Biophysical skin parameters, including wrinkles, elasticity, hydration, transepidermal water loss (TEWL), melanin index, and erythema index, were measured at baseline and at 3 and 5 months. All clinical skin measurements were performed by a single investigator to ensure data consistency. Each parameter was measured in triplicate in the same fixed periorbital area, and the mean values were used for subsequent analyses. Further information regarding the instruments used for the measurements is provided in Supplementary Materials and Methods section online.
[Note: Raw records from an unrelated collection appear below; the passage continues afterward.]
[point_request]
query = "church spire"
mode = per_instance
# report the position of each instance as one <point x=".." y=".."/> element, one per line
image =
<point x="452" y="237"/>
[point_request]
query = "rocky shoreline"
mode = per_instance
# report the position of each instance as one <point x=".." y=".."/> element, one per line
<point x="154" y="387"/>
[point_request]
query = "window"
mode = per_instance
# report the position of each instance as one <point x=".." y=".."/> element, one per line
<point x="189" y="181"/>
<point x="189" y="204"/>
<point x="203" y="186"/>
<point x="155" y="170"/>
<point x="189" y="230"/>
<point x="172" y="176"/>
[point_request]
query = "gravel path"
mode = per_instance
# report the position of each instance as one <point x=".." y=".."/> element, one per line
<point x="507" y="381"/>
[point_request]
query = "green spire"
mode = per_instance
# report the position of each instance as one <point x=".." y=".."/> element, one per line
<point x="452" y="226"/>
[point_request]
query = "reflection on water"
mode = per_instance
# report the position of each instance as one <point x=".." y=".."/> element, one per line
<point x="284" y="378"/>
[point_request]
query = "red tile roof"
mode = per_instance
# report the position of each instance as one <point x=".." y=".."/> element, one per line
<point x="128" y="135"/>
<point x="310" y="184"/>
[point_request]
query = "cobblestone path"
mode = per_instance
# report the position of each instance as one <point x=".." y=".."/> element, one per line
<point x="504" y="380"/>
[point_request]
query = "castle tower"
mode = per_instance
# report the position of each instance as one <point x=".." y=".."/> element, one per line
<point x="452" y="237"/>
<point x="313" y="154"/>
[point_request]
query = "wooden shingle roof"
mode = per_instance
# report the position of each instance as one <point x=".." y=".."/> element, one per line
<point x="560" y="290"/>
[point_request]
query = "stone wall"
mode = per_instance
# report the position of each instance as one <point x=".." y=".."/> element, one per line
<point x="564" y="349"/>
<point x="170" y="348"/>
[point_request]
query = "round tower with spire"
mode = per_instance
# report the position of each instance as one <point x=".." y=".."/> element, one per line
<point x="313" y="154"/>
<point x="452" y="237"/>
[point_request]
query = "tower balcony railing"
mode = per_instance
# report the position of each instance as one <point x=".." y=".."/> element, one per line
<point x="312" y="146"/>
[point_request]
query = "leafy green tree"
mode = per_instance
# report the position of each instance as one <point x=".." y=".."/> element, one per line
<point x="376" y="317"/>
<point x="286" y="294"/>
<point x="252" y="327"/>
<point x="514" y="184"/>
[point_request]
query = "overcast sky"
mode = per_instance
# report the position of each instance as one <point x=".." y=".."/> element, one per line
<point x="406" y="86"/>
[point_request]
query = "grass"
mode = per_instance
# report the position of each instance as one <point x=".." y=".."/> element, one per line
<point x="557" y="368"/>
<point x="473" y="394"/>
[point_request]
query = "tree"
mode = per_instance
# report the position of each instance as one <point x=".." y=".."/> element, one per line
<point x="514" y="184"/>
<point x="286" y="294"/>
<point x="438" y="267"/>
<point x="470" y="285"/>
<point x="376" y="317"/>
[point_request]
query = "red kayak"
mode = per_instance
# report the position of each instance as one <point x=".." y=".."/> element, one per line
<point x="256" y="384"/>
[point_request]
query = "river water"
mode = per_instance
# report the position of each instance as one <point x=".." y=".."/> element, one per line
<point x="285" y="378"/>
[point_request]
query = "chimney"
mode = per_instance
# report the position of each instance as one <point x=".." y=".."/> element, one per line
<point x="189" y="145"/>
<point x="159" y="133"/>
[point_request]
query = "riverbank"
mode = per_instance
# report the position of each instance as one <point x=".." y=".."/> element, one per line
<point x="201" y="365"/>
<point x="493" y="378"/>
Tissue collection and histological analysis

Matched 2-mm punch biopsy specimens were obtained from each side of the face 2 months after the final treatment for the histological and immunohistochemical evaluation. The tissue samples were fixed in 10% buffered formalin and embedded in paraffin. Following deparaffinization and rehydration, standard protocols were employed to perform Masson’s trichrome (MT) and hematoxylin and eosin (H&E) staining in 4-µm paraffin sections. Epidermal and full skin thicknesses were evaluated from H&E-stained sections, and collagen deposition in the papillary and reticular dermis was quantified from the MT-stained images. Detailed quantitative analysis methods are presented in the Supplementary Materials and Methods section online.

Immunohistochemical analysis

4-µm paraffin sections were deparaffinized, rehydrated in ethanol, and subjected to heat-mediated antigen retrieval in pH 9 Target Retrieval Solution (S2367; Dako, Carpinteria, CA, USA) or pH 6 Citrate Buffer (CBB999, ScyTek Laboratories, Logan, UT, USA) at 120 °C for 10 min using a pressure cooker. After permeabilization with 0.1% Triton X-100 for 10 min, a serum-free blocking solution was added for 10 min at room temperature. The samples were incubated overnight at 4 °C with the following primary antibodies: HSP47, 1:1000 (ab226052; Abcam, Cambridge, UK); CD45, 1:200 (13917, Cell Signaling Technology, Danvers, MA, USA); CD68, 1:200 (M0814, Dako); p16INK4A, prediluted (805–4713, Ventana Medical Systems, Oro Valley, AZ, USA); procollagen-1, 1:50 (SP1.D8; DSHB, Iowa City, IA, United States); elastin, 1:1000 (ab77804; Abcam); and ki-67, 1:1000 (ab16667; Abcam). Subsequently, they were incubated with fluorescent-labeled secondary antibodies for 1 h at room temperature. After staining with DAPI (1 µg/ml), immunofluorescence images were acquired using a Confocal Microscope (Leica STED CW; Leica Microsystems, Wetzlar, Germany). Detailed protocols for image analysis are outlined in the Supplementary Materials and Methods section online.

Statistical analysis

Comparison of interval changes in clinical skin parameters between baseline, 3 months, and 5 months was performed using repeated-measures analysis of variance. If the normality hypothesis of the data was rejected by the Shapiro-Wilk test or if the sphericity hypothesis of the data was violated according to Mauchly’s test, the generalised estimated equation analysis or Wilks’ Lambda multivariate test was performed. Subsequent post hoc analysis was conducted using the paired t-test or Wilcoxon signed-rank test with Bonferroni correction for multiple comparisons. For split-face comparison of histological findings, a paired t-test or Wilcoxon’s signed-rank test was employed, contingent upon normality validation using the Shapiro-Wilk test. The chi-squared (χ2) test was conducted to compare the frequencies of adverse skin reactions following MN and MNRF treatments. Statistical significance was set at a p-value of < 0.05. SPSS Statistics 26.0 (IBM Corp., Armonk, NY, USA) was used for all the statistical analyses.